最后，我们可以将所有这些组合成一个 api 调用，调用 gpt-4o，并将所有图像和响应模型作为 response_model 参数传递进去。

借助我们对 jinja 格式化的内置支持，使用 context 关键字公开的数据，我们也可以在验证中重复使用这些数据，这使得执行这一步骤变得异常简单。

import openai
import instructor

client = instructor.from_openai(openai.OpenAI())

resp = client.chat.completions.create(
    model="gpt-4o",
    messages=[
        {
            "role": "system",
            "content": """
You are a helpful assistant. You are given a list of images and you need to map the person style of the person in the image to a given taxonomy.

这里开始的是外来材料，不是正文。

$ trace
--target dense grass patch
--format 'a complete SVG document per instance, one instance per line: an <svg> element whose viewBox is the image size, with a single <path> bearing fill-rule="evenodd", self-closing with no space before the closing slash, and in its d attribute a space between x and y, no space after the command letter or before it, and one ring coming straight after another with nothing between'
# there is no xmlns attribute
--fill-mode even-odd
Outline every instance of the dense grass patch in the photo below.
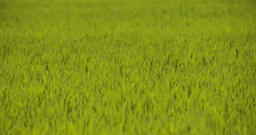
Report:
<svg viewBox="0 0 256 135"><path fill-rule="evenodd" d="M254 1L0 1L0 134L256 133Z"/></svg>

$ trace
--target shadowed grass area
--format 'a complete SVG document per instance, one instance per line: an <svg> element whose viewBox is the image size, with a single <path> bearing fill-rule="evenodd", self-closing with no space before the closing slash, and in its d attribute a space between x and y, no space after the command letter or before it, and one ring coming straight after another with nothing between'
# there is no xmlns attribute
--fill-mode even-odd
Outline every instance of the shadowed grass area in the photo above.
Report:
<svg viewBox="0 0 256 135"><path fill-rule="evenodd" d="M0 134L254 134L253 1L0 1Z"/></svg>

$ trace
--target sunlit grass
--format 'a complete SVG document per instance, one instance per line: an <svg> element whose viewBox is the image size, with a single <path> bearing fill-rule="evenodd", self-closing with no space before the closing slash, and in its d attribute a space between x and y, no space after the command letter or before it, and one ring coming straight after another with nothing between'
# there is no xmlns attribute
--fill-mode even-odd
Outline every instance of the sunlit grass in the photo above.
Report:
<svg viewBox="0 0 256 135"><path fill-rule="evenodd" d="M253 1L1 1L0 134L254 134Z"/></svg>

Here is the taxonomy that you should use

Colors:
{% for color in colors %}
* {{ color }}
{% endfor %}

Categories:
{% for category in categories %}
* {{ category }}
{% endfor %}

Subcategories:
{% for subcategory in subcategories %}
* {{ subcategory }}
{% endfor %}

Product types:
{% for product_type in product_types %}
* {{ product_type }}
{% endfor %}
""",
        },
        {
            "role": "user",
            "content": [
                "Here are the images of the person, describe the personal style of the person in the image from a first-person perspective( Eg. You are ... )",
                *images,
            ],
        },
    ],
    response_model=PersonalStyle,
    context={
        "colors": colors,
        "categories": list(categories),
        "subcategories": list(subcategories),
        "product_types": list(product_types),
    },
)

然后这将返回以下响应。

PersonalStyle(
    categories=['tops', 'bottoms'],
    subcategories=['sweaters', 'jackets', 'pants'],
    product_types=['cardigan', 'crewneck', 'denim_jackets', 'chinos'],
    colors=['brown', 'beige', 'black', 'white', 'navy']
)

展望未来¶

从图像中提取结构化元数据的能力为电商中的个性化打开了令人兴奋的可能性。关键是通过明确定义的分类体系和强大的验证来维持非结构化视觉灵感与结构化产品数据之间的桥梁。

instructor 使处理 multimodal 数据变得容易，我们很高兴看到你用它来构建什么。今天就通过 pip install instructor 试用一下，看看使用结构化提取处理语言模型有多容易。